My Problem: I'm trying to classify a data into two groups as A and B based on 25 observations (data point) and 100 features. I used the Gradient Boosting Machine (GBM) to find out which feature has the most important contribution to classify the data points into group A or B. As a result, I extracted the top 4 most important features for this classification. Let's say they are X1, X2, X3, and X4. Right now, I'm interested to plot all combinations of these 4 features versus each other (i.e. scatter plots) and find out if I could find out that the data points that belong to category A or B are clustered together in certain regions or not. For example, I plot X2 versus X1 as a scatter plot and use KMeans for clustering identification. But the problem is KMeans did a pretty bad job on each those pair scatter plots (i.e. scatter plot of Xi vs Xj 1 <= i,j <= 4).

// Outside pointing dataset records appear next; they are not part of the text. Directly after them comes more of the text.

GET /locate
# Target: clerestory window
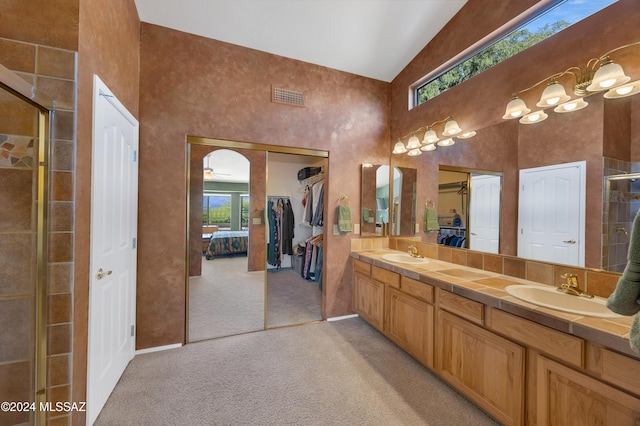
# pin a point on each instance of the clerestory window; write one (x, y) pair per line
(551, 20)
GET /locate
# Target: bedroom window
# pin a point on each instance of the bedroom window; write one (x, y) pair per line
(559, 15)
(216, 210)
(244, 211)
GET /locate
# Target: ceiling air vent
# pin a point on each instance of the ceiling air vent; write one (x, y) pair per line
(287, 97)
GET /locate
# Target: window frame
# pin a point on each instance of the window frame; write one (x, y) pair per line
(503, 31)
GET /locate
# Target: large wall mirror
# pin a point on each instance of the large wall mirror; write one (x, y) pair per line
(468, 209)
(388, 200)
(598, 139)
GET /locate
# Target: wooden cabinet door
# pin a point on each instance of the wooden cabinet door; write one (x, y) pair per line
(368, 300)
(486, 368)
(567, 397)
(409, 323)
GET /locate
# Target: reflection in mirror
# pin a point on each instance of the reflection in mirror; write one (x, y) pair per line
(374, 200)
(225, 298)
(469, 209)
(403, 209)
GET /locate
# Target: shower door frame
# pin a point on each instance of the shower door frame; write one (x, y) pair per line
(25, 92)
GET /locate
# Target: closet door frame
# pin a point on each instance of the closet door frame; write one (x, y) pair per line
(221, 143)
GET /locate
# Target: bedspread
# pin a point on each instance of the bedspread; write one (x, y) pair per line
(227, 242)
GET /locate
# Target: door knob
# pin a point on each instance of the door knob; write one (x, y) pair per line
(101, 274)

My Approach: Based on bad results of KMeans in order to cluster the points, I decided to use PCA on these 4 features and reduce the dimensionality furthermore to two variables as X'1 and X'2. Then again I used KMeans to cluster the point and it significantly improved the KMeans results.
My Question: Does it make sense to use PCA on those top 4 features extracted from GBM (i.e. X1, X2, X3, and X4)? Cause I'm wondering we already reduced the dimensionality from 100 to 4 by using GBM and extracting top 4 most important features in our data. Does it make sense to use PCA and reduce those 4 features furthermore into two variables that have highest variances? If your opinion is no can you give me a precise explanation or possibly some references and if your opinion is yes again explanation and references could help me a lot.